In the past many out-buildings in Carbon County were constructed without adherence to codes, particularly in connection with recently enacted regulations.
Codes enacted after the buildings were constructed have created consternation for residents who own and want to remodel or add on to the existing structures.
"I certainly have more faith in building codes than in some arbitrary ideas about how to build something," said Dave Levanger at the county planning board meeting May 1.
"But we also realize that there are instances where adding on to a present structure, even if it isn't built to code, could still be allowed," continued the county planning director.
Levanger presented a change in the code that would allow the expansion to the members of the planning board.
The county codes have allowed homes to be restored in the case of a disaster such as fire or wind damage.
But the regulations did not allow for expansion under some of the old set back rules.
"Things can be rebuilt, but not expanded under the present code," said Levanger. "Problem is that this keeps people from being able to expand an out-building the way they want to."
An example would be a garage that a local resident wants to add on to.
The garage may have been built in 1955 and at a location three feet from the resident's property line.

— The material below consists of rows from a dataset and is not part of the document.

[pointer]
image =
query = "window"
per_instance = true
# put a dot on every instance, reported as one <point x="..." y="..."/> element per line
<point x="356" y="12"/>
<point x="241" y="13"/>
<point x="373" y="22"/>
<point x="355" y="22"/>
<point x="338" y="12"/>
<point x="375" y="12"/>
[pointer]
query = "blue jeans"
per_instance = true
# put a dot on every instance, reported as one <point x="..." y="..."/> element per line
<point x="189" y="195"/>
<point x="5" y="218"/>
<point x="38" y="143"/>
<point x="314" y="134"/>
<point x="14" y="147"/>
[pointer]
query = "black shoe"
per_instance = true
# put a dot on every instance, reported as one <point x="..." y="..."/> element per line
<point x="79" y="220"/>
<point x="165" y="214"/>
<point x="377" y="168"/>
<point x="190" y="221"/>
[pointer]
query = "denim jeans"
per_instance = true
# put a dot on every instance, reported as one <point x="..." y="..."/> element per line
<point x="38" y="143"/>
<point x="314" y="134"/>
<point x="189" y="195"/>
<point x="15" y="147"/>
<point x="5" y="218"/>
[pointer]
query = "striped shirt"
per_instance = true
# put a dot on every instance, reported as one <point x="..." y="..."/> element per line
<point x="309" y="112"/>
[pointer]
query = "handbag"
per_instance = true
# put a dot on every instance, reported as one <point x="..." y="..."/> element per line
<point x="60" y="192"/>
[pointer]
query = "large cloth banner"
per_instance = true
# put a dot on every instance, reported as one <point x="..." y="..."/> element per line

However, the county's current building code specifies that the set back distance would have to be eight feet for any addition to that particular structure.
If the person wanted to add on to the back of the existing garage, the expansion project would become almost impossible without tearing the old building down and replacing the structure entirely.
Under the proposed revised code, the regulation would allow for the same set back distance as it physically exists.
"We just can't see a good reason to not let people do this," said Levanger.
The planning and zoning board members voted to recommend the proposed code change to the Carbon County Commission.